Wednesday, December 06, 2006

We Need New Rules of Engagement

The Captain (not Captain Ed) explains why political correctness is responsible for the prolonged difficulty we've had in winning Iraq.

This is particularly infuriating:
Well before the conflict in Iraq and up until apparently this past summer, U.S. combat troops found comforting words in the ROE for the individual fighter facing an unpredictable enemy, seeking to kill him or her through any trick or stratagem:

“Nothing in these ROE limit an individual soldier’s right to defend himself or a commander’s inherent authority and obligation to use all necessary means available and to take appropriate action to defend his unit and other U.S. and friendly forces in the vicinity.”

And these words for the unit leader:

“These rules do not limit a commander’s inherent authority and obligation to use all necessary means available and to take all appropriate actions in self-defense of the commander’s unit and other U.S. forces in the vicinity.”

However, the new standard ROE promulgated this past summer (CJCSI 3121.01B) has individual self-defense described as a subset of unit self-defense.

Furthermore, the new regulation ominously adds some specific wording that says, “as such, commanders may limit the individual right of self-defense.”
From The Captain's analysis:
From the beginning of a Marine’s time in the Corps, to the last day that he is active, he lives with the concepts of “fire watch” and “guardian angel.” When Marines are sleeping, deployed on a base, or any other time they are not actively engaged in operations, a “fire watch” is set up, and Marines rotate through this duty.

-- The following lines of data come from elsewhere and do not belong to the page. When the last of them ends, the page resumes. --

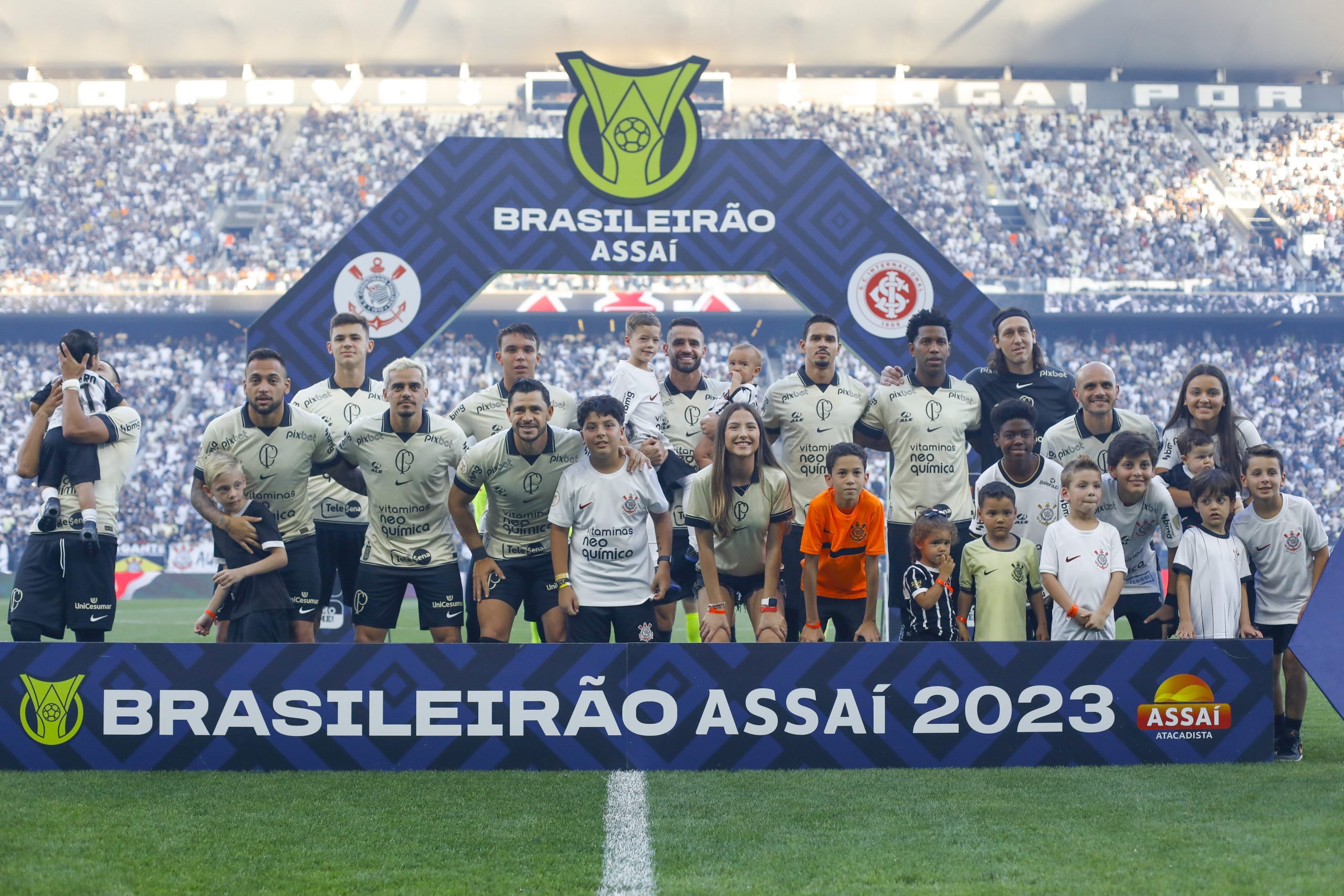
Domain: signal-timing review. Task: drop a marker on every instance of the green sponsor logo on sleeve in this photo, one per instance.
(648, 131)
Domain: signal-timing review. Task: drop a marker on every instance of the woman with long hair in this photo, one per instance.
(1205, 402)
(740, 508)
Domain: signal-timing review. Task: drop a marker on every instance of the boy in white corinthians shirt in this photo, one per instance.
(635, 386)
(1288, 542)
(1083, 561)
(1211, 567)
(601, 565)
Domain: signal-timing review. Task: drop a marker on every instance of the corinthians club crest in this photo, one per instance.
(632, 133)
(382, 289)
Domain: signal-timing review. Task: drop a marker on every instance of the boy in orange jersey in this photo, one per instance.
(843, 542)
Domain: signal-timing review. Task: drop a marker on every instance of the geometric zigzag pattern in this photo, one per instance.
(1237, 671)
(440, 219)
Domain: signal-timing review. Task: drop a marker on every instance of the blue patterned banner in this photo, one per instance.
(690, 707)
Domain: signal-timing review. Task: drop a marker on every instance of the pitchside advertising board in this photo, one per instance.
(651, 707)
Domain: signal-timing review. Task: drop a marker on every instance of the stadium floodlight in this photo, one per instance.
(790, 92)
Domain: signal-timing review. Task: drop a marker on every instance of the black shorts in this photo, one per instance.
(1278, 633)
(846, 613)
(260, 626)
(62, 585)
(61, 457)
(338, 554)
(529, 583)
(683, 568)
(740, 587)
(624, 625)
(380, 593)
(304, 579)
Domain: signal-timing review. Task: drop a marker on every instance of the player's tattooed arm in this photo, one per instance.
(349, 476)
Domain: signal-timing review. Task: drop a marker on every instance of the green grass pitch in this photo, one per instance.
(1270, 828)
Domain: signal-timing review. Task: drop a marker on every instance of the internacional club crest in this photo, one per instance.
(382, 289)
(632, 133)
(885, 291)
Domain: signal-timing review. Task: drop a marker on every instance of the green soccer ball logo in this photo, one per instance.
(631, 135)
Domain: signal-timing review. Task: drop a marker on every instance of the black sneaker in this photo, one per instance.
(50, 515)
(1289, 749)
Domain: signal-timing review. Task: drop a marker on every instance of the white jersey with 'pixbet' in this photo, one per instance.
(611, 565)
(1155, 515)
(810, 418)
(928, 434)
(1084, 562)
(339, 407)
(1217, 567)
(277, 461)
(407, 477)
(1283, 547)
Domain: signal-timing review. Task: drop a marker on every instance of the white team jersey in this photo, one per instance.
(928, 434)
(1170, 455)
(1038, 500)
(1070, 438)
(810, 418)
(682, 413)
(1283, 547)
(339, 407)
(407, 479)
(1084, 562)
(1155, 515)
(486, 413)
(642, 397)
(611, 565)
(1217, 567)
(116, 460)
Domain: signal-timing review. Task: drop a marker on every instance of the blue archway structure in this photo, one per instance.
(441, 220)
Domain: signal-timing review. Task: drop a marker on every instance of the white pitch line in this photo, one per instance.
(628, 855)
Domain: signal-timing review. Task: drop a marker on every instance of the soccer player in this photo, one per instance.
(519, 468)
(927, 585)
(740, 508)
(1033, 479)
(69, 460)
(1211, 566)
(805, 414)
(925, 424)
(406, 457)
(689, 398)
(1083, 562)
(1000, 573)
(1196, 456)
(280, 448)
(1288, 542)
(340, 516)
(1088, 431)
(600, 567)
(1140, 510)
(1016, 368)
(58, 586)
(843, 543)
(258, 598)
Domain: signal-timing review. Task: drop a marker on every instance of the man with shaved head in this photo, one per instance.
(1088, 431)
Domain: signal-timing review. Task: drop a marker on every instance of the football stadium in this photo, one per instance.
(673, 448)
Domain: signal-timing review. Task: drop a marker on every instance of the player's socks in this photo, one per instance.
(50, 515)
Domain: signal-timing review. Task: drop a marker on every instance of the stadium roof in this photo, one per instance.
(186, 37)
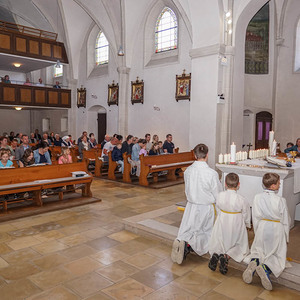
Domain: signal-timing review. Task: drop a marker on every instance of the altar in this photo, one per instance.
(251, 173)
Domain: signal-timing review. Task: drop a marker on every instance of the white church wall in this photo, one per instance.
(13, 120)
(97, 91)
(259, 89)
(245, 11)
(287, 110)
(159, 91)
(15, 77)
(54, 116)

This is a defensive posture, taken twenty four hours a day. The guardian angel is supposed to locate to a position of concealment in order to move in offensive operations against any enemy who would do harm to Marines. Defensive and offensive postures - the two go hand-in-hand and are employed at all times.

The Marine is taught that he is always free to defend himself and other Marines. The protection of Marines is thought- and activity-consuming and is paramount in their tactics. Fast forward to Iraq and current ROE. Now he is taught that commanders may limit the right of individual self-defense. If there were only one or two anecdotal pieces of evidence that Soldiers and Marines felt hamstrung and confused by the current ROE, then this might point to a problem.
That oft-celebrated legacy the 1960's bequeathed to today's military. Way to go, dingbats.